Deserialize a multiline, unordered, key-value string containing more than the required information


#1

Hey there,

here comes another beginners question: I am given a multiline String containing a key-value-pair per line. Now I’d like to parse the String generating a case class object from it. Assume the following case class:

case class Something(key1: String, key2: String, key3: Boolean)

and a String like:

key2: value2
key1: value1
key4: value4

key3:        no

As can be seen, the String contains some hurdles:

  1. key-value pairs might not occur in a defined order.
  2. whitespaces and newlines might occur more often than required
  3. there might be keys inside, that can be neglected when the object is constructed
  4. There may be a need for implicit conversions such as key3 = yes -> True, False else

My question is: what is the most beautiful, scala-like approach for parsing. I considered to use pattern matching but using it in a loop, I would need to initially construct an “empty object” whose setters are called during parsing. This is not very scala-like.

Any ideas?

Simon


#2

Hint: I would probably do this as two separate steps – parse, then build – with an intermediate Map in the middle…


#3

Which would require the map to be mutable?


#4

It doesn’t require the Map to be mutable. You can build a Seq[(String, String)] and call toMap on it. That whole process can be done in a way that is functional and immutable.
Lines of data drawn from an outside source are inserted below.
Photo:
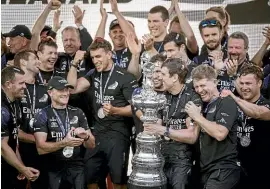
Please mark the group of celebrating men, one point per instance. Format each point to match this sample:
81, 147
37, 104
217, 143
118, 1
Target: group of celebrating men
67, 120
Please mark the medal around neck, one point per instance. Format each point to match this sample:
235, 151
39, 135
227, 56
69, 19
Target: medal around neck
245, 141
101, 114
68, 151
147, 171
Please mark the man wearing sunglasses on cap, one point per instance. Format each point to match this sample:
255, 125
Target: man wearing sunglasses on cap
60, 130
211, 32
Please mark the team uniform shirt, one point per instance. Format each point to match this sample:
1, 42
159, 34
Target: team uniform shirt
35, 98
224, 81
44, 76
220, 154
48, 122
64, 62
224, 45
253, 142
10, 121
138, 123
174, 117
122, 58
117, 92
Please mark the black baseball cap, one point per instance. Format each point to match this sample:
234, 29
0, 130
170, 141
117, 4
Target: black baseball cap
58, 83
19, 30
116, 23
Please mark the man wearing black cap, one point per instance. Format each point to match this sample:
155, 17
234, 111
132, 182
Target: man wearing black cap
35, 98
19, 38
60, 130
13, 85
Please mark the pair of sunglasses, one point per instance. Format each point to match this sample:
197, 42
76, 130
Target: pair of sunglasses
206, 23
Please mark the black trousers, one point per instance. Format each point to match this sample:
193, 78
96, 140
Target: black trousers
226, 178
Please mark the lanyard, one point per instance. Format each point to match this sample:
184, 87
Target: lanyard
207, 106
32, 103
159, 48
14, 116
41, 78
119, 61
246, 117
102, 92
168, 120
63, 128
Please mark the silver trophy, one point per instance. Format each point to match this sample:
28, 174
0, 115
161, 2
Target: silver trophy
147, 170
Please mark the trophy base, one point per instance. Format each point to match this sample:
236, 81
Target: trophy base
132, 186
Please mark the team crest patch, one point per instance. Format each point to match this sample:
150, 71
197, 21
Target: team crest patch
44, 98
74, 120
113, 86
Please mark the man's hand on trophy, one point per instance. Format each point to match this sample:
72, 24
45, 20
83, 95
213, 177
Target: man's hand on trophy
192, 110
148, 41
108, 109
154, 129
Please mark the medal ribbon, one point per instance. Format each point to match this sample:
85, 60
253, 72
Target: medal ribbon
41, 78
14, 116
32, 103
176, 107
63, 128
102, 92
119, 62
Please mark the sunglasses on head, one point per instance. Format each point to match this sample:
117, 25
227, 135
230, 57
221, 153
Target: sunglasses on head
99, 39
206, 23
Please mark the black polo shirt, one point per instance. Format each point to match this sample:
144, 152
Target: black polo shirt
220, 154
175, 118
10, 121
253, 142
118, 92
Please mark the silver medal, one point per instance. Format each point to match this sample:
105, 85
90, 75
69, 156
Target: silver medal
101, 114
68, 151
245, 141
166, 138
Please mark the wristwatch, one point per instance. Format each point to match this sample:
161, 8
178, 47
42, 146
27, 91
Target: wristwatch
167, 132
87, 138
81, 27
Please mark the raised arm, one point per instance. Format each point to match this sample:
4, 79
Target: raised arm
81, 84
85, 36
102, 25
124, 24
135, 48
255, 111
40, 22
192, 44
257, 59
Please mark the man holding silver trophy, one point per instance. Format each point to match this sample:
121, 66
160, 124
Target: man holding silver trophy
176, 127
111, 91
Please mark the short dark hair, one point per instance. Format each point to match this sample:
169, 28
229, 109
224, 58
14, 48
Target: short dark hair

What I’m wondering about is if other people would use regular expressions for this. Given the variability of the input, that is my first inclination. Then do a for-yield with a pattern on the regular expression.


#5

Not at all – you’re parsing in a line-by-line loop, with each line creating a new immutable Map based on the previous Map and the new information. It’s very rarely necessary to use a mutable Map


#6

Personally, I tend to just go directly to FastParse. But you’re probably right that that’s overkill in this case, and that doing a line-by-line regex is good enough…


#7

Thanks for the idea. I finally came up with two similar solutions:

  def main(args: Array[String]): Unit =
  {
    val pattern: Regex = "\\s*([0-9a-zA-Z]+):\\s*([0-9a-zA-Z]+)\\s*".r
    val serialized =
      """
      key2: value2
      key1: value1
      key4: value4
      key3:        no
      """

    // Attempt 1
    val result = for (pair <- pattern.findAllMatchIn(serialized)) yield (pair.group(1), pair.group(2))
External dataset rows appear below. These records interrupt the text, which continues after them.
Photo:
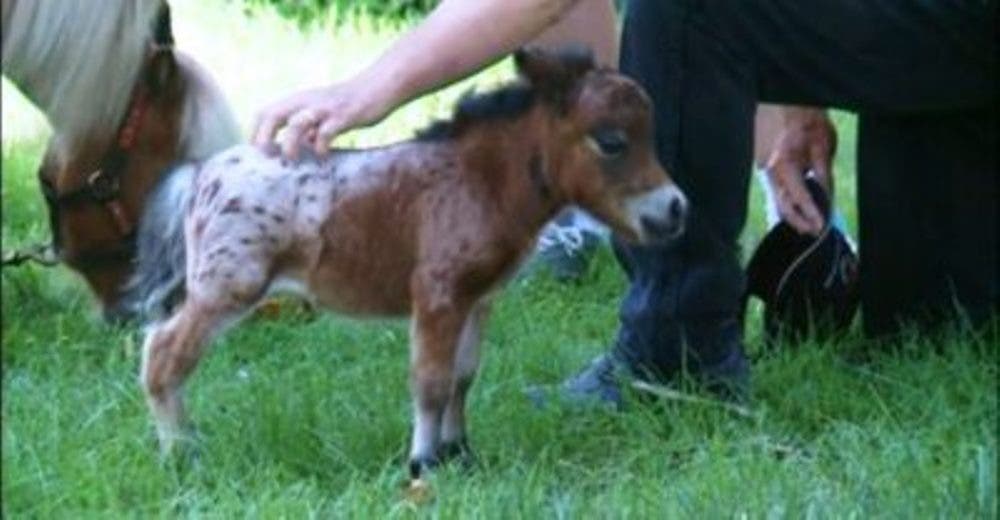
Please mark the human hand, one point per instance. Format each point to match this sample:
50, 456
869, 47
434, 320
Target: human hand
312, 118
806, 142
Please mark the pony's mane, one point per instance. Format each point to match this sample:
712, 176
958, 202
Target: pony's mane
506, 102
208, 123
77, 59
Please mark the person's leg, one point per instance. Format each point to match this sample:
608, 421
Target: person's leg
706, 64
928, 195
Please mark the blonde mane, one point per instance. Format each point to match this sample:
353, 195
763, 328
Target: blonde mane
78, 60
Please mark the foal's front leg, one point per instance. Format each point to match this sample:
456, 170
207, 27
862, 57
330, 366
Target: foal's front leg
434, 340
454, 439
170, 353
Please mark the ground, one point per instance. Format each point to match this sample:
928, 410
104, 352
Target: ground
309, 417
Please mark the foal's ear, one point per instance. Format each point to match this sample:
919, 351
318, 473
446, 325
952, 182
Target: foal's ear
161, 71
557, 70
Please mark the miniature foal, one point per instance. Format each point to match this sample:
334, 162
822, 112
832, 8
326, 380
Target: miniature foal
428, 228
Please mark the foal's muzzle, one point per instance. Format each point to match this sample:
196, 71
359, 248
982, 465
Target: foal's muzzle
658, 215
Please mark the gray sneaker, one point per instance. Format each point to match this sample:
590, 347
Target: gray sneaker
603, 381
599, 384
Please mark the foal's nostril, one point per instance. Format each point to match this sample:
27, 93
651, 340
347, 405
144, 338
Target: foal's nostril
676, 209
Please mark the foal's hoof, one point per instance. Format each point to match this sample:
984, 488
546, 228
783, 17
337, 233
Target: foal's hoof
421, 467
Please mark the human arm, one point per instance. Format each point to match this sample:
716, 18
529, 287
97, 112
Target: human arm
791, 141
458, 38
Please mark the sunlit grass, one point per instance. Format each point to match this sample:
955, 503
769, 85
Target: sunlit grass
310, 418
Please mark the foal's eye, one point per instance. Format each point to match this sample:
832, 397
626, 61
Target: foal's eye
608, 143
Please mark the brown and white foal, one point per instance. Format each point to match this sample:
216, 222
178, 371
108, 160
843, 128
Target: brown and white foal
428, 228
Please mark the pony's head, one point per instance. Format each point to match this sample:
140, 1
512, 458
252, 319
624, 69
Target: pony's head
605, 160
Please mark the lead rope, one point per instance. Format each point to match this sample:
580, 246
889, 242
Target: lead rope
43, 254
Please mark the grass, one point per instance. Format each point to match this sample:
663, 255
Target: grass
309, 417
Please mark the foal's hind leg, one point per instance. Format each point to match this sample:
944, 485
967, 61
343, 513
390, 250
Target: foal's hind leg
434, 337
454, 439
170, 353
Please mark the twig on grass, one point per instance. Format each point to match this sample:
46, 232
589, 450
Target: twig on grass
674, 395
    for ((key, value) <- result.toMap)
      println(s".$key. -> .$value.")

    println()
    println()

    // Attempt 2
    val result2 = for (line <- serialized.split("\n")) yield line match {
      case pattern(key, value) => (key, value)
      case _ => ("X", "X")
    }

    for ((key, value) <- result2.toMap)
      println(s".$key. -> .$value.")
  }
}

My point is: i would prefer attempt 2 over attempt 1 because it looks a little bit more beautiful to me. However:

  1. how could i just skip the case when the pattern doesn’t match? (case _)
  2. is there some way to bypass calling the split function?
  3. does split slow down my code?
  4. can I somehow call toMap somewhere inside my for comprehension? I would like my result to be a map already.
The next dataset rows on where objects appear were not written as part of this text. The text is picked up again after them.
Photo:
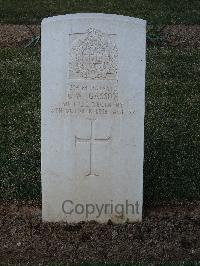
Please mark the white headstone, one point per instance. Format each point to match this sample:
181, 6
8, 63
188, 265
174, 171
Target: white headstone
93, 80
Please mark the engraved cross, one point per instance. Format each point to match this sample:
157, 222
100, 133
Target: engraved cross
91, 140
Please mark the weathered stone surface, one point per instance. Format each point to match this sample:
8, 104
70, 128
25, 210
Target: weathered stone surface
93, 80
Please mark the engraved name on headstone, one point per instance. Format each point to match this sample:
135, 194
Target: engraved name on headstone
93, 79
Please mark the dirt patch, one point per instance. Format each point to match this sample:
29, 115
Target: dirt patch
166, 234
17, 35
182, 35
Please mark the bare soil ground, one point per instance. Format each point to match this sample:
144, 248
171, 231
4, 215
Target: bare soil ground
166, 233
173, 35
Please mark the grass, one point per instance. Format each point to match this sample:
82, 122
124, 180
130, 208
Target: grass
172, 125
185, 263
158, 12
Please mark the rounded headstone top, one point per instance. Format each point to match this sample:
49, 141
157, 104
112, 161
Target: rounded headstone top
103, 16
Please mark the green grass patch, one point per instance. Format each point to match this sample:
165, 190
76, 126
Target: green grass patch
172, 125
155, 11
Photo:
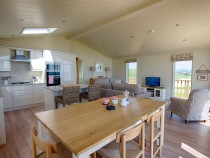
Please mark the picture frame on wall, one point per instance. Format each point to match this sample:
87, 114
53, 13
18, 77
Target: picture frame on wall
99, 67
202, 77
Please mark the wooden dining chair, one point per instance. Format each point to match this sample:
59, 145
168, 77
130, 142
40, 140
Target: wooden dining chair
49, 149
153, 134
71, 94
125, 146
94, 92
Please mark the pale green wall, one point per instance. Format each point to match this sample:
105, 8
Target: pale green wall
160, 65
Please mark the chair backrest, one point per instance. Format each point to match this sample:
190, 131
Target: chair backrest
198, 102
94, 92
153, 118
124, 136
71, 94
45, 146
And my most general question: is it beautiful code from an experienced scala programmers perspective?

Thanks, Simon


#8

You can’t do that with the for-comprehen, but you can use collect on the iteratee instead.It takes a partial function (e.g. a pattern match that does not match all cases) and returns only the values that matched.

For this special case, Scala has a method lines for Strings, which splits a string at \n. It returns an Iterator instead of an array, which may be faster (not storing the intermediate result), but the split should be negligible performance-wise anyway.

With the for-comprehension, you would have to wrap the whole comprehension in parens to add a .toMap afterwards. But using collect, the whole thing becomes a one-liner:

serialized.lines.collect{ case pattern(key, value) => (key, value) }.toMap

#9

Thank you! This is beautiful :wink:


#10

You can do this with a for-comprehension. One of the features of for-comprehensions (that has recently been debated some on these boards) is that is simply skips anything that isn’t a match. So you can do the following.

val resultMap = (for(pattern(key, value) <- serialized.split("\n")) yield (key, value)).toMap

Any line that doesn’t match the pattern is excluded. Whether you prefer this syntax to the collect is up to you. Using @crater2150’s lines trick works here too. (I hadn’t seen that method in the API for String. I just used it for Source in the past.)

val resultMap = (for(pattern(key, value) <- serialized.lines) yield (key, value)).toMap

#11

Oh, right, I forgot about pattern matchings on the lefthand side in for comprehensions.

The lines method is not actually on the String class, but on the StringOps wrapper, which has an implicit conversion in Predef.


#12

(Aside: this is now JDK version dependent — String acquired a built-in lines method on JDK 11. We undeprecated .linesIterator in Scala 2.12.8 to avoid conflicting with the new method.)


#13

Good to know. I have always used split since I didn’t know about lines. I’ll stick with that approach.